Summary of Main Thesis
Before Orthodoxy: The Satanic Verses in Early Islam is Shahab Ahmed’s study of early Muslim attitudes to the Satanic verses incident. The story of the Satanic verses narrates the occasion on which the Prophet Muhammad (pbuh) is alleged to have mistaken words suggested to him by Satan as divine revelation. These Satanic verses praise the pagan deities of Muhammad’s tribe and acknowledge their power to intercede with God. By uttering the Satanic verses, Muhammad (pbuh) thus committed the error of compromising the fundamental theological principle of tawḥīd, the exclusive Oneness of God.
Muslims of all sects and schools universally reject that the Satanic verses incident ever actually happened as historical fact. Through his analysis of early narrative reports, Ahmed demonstrates that the Satanic verses incident constituted a standard, widely circulated and generally accepted element in the historical memory of the Muslim community on the life of Muhammad (pbuh) in the first two centuries. In other words, the almost universal contemporary rejection of the Satanic verses incident by Islamic orthodoxy represents, Ahmed argues, the rejection of something that was held to be true by early Muslims. The early Muslim community believed almost universally that the Satanic verses incident was a true historical fact.

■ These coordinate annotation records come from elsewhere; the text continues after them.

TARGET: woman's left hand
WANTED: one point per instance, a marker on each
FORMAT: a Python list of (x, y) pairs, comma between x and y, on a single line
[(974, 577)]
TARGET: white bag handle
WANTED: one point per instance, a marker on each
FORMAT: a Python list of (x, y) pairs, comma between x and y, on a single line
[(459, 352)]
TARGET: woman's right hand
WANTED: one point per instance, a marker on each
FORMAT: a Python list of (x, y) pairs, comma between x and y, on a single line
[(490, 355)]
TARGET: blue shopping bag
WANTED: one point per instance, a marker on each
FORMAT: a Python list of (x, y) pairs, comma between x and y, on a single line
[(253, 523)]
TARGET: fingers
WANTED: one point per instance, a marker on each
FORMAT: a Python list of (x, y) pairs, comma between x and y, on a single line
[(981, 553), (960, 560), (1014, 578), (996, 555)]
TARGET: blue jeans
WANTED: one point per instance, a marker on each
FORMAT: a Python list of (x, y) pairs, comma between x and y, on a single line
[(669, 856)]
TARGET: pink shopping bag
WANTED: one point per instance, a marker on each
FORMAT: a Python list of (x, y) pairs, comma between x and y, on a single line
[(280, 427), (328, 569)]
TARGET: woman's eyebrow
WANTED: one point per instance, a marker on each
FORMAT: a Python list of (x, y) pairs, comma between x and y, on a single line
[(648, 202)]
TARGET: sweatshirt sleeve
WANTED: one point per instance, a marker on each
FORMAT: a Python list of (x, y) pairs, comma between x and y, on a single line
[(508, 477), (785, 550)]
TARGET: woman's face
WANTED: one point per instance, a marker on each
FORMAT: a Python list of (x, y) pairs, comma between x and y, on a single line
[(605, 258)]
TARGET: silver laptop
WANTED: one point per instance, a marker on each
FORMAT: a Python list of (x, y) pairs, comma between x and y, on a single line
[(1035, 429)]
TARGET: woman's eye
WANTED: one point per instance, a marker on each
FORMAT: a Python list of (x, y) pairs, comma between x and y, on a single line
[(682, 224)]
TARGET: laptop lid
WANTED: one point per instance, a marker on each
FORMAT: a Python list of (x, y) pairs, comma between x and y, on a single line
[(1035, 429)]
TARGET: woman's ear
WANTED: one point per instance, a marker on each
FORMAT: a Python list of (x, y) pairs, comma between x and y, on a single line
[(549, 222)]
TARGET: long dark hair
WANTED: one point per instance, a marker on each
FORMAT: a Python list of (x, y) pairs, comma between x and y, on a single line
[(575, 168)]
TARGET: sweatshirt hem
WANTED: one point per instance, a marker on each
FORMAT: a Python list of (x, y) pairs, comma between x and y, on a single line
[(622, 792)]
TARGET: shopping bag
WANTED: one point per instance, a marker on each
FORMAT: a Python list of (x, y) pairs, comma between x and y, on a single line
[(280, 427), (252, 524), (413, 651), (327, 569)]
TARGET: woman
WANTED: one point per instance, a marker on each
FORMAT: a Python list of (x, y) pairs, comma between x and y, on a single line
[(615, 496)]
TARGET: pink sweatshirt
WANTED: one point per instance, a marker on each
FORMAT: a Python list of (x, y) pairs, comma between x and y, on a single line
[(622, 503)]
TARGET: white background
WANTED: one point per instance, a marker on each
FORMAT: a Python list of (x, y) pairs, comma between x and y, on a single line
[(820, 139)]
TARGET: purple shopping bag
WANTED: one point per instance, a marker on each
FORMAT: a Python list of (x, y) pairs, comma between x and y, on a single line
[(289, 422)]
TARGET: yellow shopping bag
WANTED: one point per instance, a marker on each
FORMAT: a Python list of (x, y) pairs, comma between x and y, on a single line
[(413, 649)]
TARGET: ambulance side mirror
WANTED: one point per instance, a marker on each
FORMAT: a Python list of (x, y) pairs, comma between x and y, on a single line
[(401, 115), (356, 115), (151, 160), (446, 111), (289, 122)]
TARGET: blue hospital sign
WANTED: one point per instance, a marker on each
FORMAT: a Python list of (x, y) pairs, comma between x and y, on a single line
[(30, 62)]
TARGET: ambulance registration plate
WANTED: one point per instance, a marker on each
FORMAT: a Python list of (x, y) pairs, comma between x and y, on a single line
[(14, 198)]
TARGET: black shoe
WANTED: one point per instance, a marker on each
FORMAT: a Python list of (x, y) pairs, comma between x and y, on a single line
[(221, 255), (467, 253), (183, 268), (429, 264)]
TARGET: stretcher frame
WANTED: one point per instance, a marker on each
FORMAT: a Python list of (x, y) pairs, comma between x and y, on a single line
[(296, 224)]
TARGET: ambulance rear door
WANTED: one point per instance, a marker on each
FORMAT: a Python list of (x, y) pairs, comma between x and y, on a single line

This leads Ahmed to contrast the first Muslims’ acceptance of the Satanic Verses hadith with modern Muslims’ rejection of it. He explains how modern Muslims default to the ahl al-hadith view, who want for their Prophet a perfect example of humankind and a vessel for God’s Word. Ahmed’s main thesis is that the Prophet’s first biographers had a different aim: drama. They needed an epic story. An epic hero is not perfect; he is faced with challenges that he might overcome them and win. The Satanic Verses story served as a tool to present the story of the Prophet and the Qur’an and their final triumph as an inspiring epic.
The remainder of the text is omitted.